Features

Illustration: Rame Abdulkader.
Reading Time: 2 minutes

On the homepage of YouTube, there’s a new “What I Eat in a Day” video. She presses it even though she already knows she’s going to regret it four seconds in. For most of the video, she’s looking at the woman’s body instead of the food. Mesmerized by the lean stomach, she unconsciously touches her own and grimaces at the softness there. As she watches nut butter and blueberries go into a blender, she wonders if she could stick to a diet properly if she was just never invited out to eat ever again. She knows she can’t.

Instagram next—her fingers already know the drill. She’s muted everyone she knows in real life so that only the influencers remain. It’s motivation, she tells herself, with just a helpful spoonful of jealousy mixed in. One of the pictures is not like the other—she looks into the profile. It definitely looks like this model has gained weight—she considers, then presses unfollow.

On the TV, the girls are being just the right amount of whiny to look cute but not bratty. She scrutinizes their hairline, their cheeks, their thighs, their calves. She can’t stop herself; she’s lifting the phone and opening the camera app. She almost cries; she’s forgotten how fat her face is, how little definition her cheekbones have. She flips back to the influencers and wills herself to forget once more.

Too soon, the hearts on her phone turn from white to red—she’s looked through these pictures before. She throws her phone aside and concentrates on the other screen. She wishes everyone could just be uglier.

She had been greeted with a bowl of fruit when she came home. It was the same routine every day: “No thanks, I’m full.”

“Full? Fruit isn’t food; you can eat fruit even when you’re full!”

Some days she wants to cry, to scream that the banana and grapefruit have a hundred calories each, the mango double that. But she followed the process; the obligatory taking of the fruit, the hiding of the fruit, and finally the replacing of the fruit.

“Look how fat you are now,” her mom had (jokingly?) complained when, just for fun, she had convinced her to try on her old prom dress. She had laughed hollowly. She didn’t have to look.

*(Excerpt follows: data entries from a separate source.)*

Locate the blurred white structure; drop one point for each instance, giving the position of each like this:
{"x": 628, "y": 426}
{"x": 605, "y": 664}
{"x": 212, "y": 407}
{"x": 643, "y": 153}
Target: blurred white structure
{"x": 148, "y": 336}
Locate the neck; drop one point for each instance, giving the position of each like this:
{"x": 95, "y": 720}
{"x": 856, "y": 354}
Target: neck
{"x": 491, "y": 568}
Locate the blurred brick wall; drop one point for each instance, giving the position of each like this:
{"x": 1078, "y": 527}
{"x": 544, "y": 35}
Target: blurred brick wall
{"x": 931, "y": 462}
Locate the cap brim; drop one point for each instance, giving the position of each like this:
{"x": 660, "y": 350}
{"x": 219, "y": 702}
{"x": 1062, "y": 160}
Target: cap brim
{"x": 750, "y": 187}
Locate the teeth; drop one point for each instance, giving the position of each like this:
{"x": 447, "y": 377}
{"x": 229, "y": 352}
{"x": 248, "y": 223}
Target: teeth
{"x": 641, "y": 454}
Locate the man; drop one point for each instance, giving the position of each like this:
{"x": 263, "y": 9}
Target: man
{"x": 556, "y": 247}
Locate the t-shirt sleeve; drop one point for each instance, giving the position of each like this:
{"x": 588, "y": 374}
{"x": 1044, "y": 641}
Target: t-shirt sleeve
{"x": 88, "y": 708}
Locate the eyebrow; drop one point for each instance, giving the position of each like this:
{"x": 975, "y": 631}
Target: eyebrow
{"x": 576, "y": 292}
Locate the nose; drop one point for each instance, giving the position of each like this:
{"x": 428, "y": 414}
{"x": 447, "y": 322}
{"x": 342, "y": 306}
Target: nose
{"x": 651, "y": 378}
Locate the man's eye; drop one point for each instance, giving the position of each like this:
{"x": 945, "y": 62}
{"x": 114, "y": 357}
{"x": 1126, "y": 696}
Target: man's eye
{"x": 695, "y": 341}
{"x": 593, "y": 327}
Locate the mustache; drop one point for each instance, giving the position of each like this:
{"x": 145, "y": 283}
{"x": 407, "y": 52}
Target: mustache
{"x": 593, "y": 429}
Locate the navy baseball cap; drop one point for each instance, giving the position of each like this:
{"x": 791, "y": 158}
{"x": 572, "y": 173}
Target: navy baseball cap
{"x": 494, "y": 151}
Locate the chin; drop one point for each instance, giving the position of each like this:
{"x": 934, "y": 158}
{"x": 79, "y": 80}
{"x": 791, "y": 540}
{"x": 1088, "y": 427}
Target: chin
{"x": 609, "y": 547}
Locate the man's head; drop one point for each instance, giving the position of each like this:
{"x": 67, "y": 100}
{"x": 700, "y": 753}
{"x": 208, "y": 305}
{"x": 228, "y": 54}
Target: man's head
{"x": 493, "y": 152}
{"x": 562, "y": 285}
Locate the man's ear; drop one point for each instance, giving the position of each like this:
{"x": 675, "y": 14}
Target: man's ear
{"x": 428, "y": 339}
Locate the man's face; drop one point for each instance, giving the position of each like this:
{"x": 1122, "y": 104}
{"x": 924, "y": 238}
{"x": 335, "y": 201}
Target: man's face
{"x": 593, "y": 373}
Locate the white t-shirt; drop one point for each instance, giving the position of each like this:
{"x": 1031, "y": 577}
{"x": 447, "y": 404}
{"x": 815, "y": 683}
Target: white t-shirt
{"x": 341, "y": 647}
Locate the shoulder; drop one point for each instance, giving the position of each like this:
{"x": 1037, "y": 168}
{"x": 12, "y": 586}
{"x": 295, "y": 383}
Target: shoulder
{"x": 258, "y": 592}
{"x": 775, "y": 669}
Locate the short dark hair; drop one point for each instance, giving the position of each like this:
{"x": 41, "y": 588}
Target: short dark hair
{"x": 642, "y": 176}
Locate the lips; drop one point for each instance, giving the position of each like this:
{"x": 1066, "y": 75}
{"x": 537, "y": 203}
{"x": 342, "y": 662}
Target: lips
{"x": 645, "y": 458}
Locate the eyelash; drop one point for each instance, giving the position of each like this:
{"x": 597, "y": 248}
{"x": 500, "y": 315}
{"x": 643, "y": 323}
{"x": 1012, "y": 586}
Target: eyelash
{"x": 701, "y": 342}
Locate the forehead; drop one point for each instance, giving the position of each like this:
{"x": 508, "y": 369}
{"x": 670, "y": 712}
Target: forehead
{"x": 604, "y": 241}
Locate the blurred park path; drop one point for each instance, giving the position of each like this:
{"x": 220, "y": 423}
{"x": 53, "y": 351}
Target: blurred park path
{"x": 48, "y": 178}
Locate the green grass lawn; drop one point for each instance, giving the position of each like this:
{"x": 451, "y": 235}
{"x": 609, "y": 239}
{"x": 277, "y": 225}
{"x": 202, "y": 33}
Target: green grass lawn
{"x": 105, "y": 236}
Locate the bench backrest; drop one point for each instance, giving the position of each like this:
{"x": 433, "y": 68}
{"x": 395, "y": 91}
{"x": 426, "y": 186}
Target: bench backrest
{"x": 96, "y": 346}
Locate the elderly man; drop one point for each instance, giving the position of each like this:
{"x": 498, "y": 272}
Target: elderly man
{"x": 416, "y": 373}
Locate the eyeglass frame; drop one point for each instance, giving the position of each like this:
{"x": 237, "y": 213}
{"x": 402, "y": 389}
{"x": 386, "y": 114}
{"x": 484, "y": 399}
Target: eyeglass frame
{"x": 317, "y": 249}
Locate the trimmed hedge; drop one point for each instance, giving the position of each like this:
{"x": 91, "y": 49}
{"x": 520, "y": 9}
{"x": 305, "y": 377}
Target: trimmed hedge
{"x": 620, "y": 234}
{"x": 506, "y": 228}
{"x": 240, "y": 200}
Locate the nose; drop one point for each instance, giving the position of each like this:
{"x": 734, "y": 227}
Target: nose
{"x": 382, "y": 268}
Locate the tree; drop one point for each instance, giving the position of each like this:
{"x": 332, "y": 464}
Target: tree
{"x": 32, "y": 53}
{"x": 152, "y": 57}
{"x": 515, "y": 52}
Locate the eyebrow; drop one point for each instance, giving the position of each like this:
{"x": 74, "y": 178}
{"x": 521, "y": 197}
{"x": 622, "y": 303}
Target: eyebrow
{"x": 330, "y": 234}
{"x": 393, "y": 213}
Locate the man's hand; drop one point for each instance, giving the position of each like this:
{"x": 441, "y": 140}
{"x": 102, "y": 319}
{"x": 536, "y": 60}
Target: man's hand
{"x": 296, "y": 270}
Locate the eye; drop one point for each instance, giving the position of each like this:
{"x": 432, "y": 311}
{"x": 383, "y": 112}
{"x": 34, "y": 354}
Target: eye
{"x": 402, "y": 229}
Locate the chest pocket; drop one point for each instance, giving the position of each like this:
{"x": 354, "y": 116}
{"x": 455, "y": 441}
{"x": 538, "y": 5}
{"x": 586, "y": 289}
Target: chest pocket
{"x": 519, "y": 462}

There’s fried chicken at the table now and she is a madwoman, tearing into the legs and breasts like a sex-crazed serial killer with their first victim. With every bite, she hates herself. She feels weak, disgusting, ashamed, guilty, but euphoric. And she doesn’t stop. She just makes sure to drink enough water between bites—for afterwards.

By the end of the day, the bathroom seems like a second home, with its bottle of white vinegar and box of baking soda standing next to the bowl, ready accomplices. It’s been coming easier lately. The key is in knowing just how to tense your stomach muscles; it’s unnaturally natural.

She pauses. For a brief second, she wonders if maybe today’s the day she can finally “just stop.”

But she already knows she’s going to be dreaming about the cakes she wants to eat first thing tomorrow morning. And she feels way too full. She leans over the toilet and empties the contents of her stomach.

Brielle Huang.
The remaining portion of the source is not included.